Funding your Single-Sign On Infrastructure

I had been involved with a few Web Single-Sign-On projects for the past few years, and I noticed that for most of these projects, funding had been a major concern, either for maintenance, upgrades, or enhancements. In this post, I will look into the existing charging model, as well as propose alternatives.

Infrastructure Cost

This is the most typical approach taken to fund the Single-Sign-On system maintenance. It is treated as an infrastructure cost, like network, email, directory services. A budget is requested and approved at the start of the financial year, and it must include all the necessary cost to keep the system running, including upgrades and enhancements.

Since the amount of money is fix, there is little room for improvement. Relegated to infrastructure utility, the system owner could not take a pro-active stance to enhance the system, for example to add in adaptive risk authentication, multiple-factor authentication, or token-based authentication.

User Base Charging to Business Units

This is actually a very popular approach taken by the product vendors, to charge by number of users. This could actually be taken up by the enterprise itself to charge each business units base on the number of user accounts in the system. An on-going revenue to the system could turn the system from a cost centre to a profit centre, giving them more flexibility into enhancing the system to better serve the customers.

This requires first a culture where business units charge each other internally. It also requires the Single-Sign-On system team to adopt a service provider mentality (which many might already be doing), adhering to strict Service Level Agreement (which again many might already be doing). An important mechanism is of course the ability to organise the accounts into the various business units, such that they can be billed accordingly, and accurately.

User Access Charging to Business Units

While user base charging is simple enough to do, this might not be an accurate representation of the actual usage. Business Unit A might have 100 user, and they generate only 10,000 authentication and authorisation access daily. Another Business Unit B might have 20 users, but they generate 20,000 authentication and authorisation, simply due to the difference in their daily usage pattern. It would make more sense to charge Business Unit B more than Business Unit A, due to the higher number of access.

In order to achieve this, the system must first be able to aggregate all access. This could take a significant amount of effort and storage space. But this would allow the Single-Sign-On system team to perform better capacity planning, as well as scale the system more accurately. They would know that another increase of 10 users in Business Unit B would require higher capacity as compared to the 10 users in Business Unit A.

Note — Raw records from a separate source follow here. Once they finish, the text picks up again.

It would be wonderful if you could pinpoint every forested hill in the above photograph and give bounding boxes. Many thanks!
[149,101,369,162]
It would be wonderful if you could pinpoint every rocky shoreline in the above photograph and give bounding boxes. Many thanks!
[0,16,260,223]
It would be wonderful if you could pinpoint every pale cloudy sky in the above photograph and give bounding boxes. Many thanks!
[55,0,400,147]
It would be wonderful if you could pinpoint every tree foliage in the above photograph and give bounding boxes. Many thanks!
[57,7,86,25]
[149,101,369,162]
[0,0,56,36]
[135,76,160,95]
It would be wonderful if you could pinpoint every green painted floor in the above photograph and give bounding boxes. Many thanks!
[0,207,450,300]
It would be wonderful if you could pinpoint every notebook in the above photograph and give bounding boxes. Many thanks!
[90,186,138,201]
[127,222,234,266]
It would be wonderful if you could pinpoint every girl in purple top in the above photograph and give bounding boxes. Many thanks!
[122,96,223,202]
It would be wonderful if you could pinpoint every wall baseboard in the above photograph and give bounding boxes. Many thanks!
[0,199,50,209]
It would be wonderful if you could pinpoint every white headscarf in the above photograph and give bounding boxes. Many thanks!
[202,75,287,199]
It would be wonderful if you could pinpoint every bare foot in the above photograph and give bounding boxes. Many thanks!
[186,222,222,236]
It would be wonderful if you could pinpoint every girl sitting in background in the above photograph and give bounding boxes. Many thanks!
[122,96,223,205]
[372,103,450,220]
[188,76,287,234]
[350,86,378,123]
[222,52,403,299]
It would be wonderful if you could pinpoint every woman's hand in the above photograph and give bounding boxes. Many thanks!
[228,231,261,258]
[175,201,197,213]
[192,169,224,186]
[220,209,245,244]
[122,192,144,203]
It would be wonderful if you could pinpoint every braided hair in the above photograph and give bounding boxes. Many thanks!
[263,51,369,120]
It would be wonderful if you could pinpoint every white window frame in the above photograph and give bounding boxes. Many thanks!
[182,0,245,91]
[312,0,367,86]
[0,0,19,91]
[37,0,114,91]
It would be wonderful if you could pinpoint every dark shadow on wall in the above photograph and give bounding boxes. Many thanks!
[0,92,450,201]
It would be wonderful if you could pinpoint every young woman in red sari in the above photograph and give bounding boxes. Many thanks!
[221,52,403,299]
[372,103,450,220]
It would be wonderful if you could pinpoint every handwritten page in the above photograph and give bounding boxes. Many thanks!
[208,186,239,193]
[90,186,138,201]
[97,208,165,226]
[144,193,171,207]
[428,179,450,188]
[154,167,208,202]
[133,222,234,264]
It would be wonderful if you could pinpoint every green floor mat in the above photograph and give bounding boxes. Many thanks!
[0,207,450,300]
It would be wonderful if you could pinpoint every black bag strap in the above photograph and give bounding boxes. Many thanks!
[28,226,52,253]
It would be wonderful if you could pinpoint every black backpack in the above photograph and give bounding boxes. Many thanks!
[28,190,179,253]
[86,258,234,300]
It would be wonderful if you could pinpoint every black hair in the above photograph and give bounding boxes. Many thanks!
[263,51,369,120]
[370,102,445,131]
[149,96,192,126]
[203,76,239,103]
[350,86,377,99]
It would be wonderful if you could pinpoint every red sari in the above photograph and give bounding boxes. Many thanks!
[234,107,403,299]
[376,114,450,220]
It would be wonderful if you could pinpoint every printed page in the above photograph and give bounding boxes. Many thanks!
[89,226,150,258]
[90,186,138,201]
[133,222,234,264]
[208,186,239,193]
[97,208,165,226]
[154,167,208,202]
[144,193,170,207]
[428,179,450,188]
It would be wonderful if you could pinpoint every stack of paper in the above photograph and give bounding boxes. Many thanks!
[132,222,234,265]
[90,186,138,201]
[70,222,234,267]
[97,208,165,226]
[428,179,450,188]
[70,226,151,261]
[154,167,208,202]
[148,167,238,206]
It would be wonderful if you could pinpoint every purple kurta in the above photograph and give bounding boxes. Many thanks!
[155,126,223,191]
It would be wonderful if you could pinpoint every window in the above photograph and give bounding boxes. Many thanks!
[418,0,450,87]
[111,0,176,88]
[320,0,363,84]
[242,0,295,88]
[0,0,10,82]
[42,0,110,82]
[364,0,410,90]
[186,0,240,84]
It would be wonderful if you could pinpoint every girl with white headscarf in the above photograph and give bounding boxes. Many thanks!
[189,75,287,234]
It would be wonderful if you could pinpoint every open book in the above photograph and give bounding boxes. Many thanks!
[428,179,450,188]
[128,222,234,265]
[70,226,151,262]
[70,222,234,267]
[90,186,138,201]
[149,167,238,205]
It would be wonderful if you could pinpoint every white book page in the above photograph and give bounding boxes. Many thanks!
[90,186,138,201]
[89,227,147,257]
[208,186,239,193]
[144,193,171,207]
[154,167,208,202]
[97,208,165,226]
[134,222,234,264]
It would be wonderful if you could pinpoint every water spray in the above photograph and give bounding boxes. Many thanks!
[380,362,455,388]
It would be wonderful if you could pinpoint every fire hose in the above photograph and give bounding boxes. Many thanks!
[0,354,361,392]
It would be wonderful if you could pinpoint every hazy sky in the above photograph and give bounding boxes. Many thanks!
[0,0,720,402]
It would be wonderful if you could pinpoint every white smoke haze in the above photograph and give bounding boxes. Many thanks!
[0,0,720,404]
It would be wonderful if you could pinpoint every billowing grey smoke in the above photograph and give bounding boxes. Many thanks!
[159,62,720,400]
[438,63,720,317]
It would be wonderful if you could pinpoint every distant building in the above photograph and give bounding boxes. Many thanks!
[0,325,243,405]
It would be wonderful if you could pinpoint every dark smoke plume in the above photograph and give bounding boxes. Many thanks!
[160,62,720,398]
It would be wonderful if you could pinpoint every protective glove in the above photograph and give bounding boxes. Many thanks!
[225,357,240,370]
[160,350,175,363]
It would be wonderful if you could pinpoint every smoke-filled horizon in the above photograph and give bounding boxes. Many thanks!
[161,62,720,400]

User Access Charging to Applications

User access pattern are dictated much more by how an application is designed, than how a user might want to use it. A badly designed application might incur much more user authorisation request on the Single-Sign-On system than a well designed application with lesser steps. It might make more sense to charge the application owners themselves rather than the users.

This charging model does come with a drawback. If you charge the application owners, who will they transfer the cost to? It would then logically seems that they should charge the end users themselves. As such, for this to be implemented, the culture must be such that the applications themselves become service providers and charge the business units. In fact, with this model, it can be much clearer on which applications are really using up the system. The capacity planning is much more accurate in this scenario as compared to the earlier, as application usage is much more predictable than user usage.

What about authorisation access in this case? The Single-Sign-On system could continue to charge the business users by user base or authentication access, but their cost would be insignificant compared to the authorisation access. It might be simpler for the cost to be absorbed instead.

Summary

We looked at the current charging model that most enterprise adopt, which is Infrastructure Cost, and went on to propose other possible models. The other models convert the Single-Sign-On system from a cost centre to a profit centre, and transform the enterprise culture such that the team is treated as a service provider. Being a profit centre, the team can pursue more ways to improve and enhance the system, which could further improve the business capability of the enterprise.